Di certo, dopo l'episodio, tutti mi avevano rivalutato, e nel bene o nel male, mi avevano ritenuta "finalmente" all'altezza di Marco.

Io non sapevo cosa pensare di tutta quella faccenda, di certo non mi interessava essere considerata degna del principino/pallone gonfiato. Però ogni tanto mi tornavano in mente le parole che mi disse Davide quando decise di assumermi: "sei vera e autentica". Il mio essere scontrosa in alcuni casi, e il mio non saper tenere a freno la lingua, erano una parte della mia personalità. E se volevo essere vera e autentica, se volevo essere diversa da quelle altre bambole di porcellana che si limitavano a sorridere e ad ancheggiare sul red carpet degli eventi, allora non mi sarei dovuta vergognare.

– Emma! – sentii chiamarmi, e in un batter d'occhio raggiunsi il mio capo. Non mi ero resa di conto di aver effettivamente percorso la scalinata senza pensarci, talmente ero immersa nei miei pensieri contorti.

– Stai bene? – mi chiese Davide, dandomi un bacio sulla guancia come faceva sempre.

– Credo di sì. – dissi annuendo, più a me stessa che a lui.

– Bene. Marco è lì. – mi disse un con mezzo sorriso, indicandomi il bancone del piano bar dove c'era il moro. Attraversai la sala, camminando sonoramente a causa dei tacchi che indossavo, e Marco mi guardò da lontano mentre gli andavo incontro.

– Uh, ciao signorina dottorina. Ti dona il verde smeraldo, non ti avevo mai visto prima indossarlo. Sembri una fatina del bosco. – disse lui con il suo solito sorrisetto, sentendosi superiore e guardandomi come se fossi una bambina. Mi sedetti accanto a lui ed iniziai con il primo dei tanti sospiri che ero costretta a fare quando ero in compagnia di Marco.

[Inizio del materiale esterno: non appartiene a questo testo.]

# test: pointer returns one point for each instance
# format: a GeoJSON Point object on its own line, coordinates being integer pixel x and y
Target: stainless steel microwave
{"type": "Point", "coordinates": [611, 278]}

– Che hai deciso oggi? Vuoi essere più antipatico del solito? – gli chiesi nervosamente, e lui fece una smorfia dispiaciuta.

– Che è successo fatina? – mi chiese con una vocina che non gli si addiceva proprio.

– E me lo chiedi?! Hai visto il video che gira su internet? – gli chiesi ovvia.

– Sì, e quindi? Che importa? Niente. – si fece la domanda e si diede la risposta da solo. Io scossi la testa e lo lasciai perdere.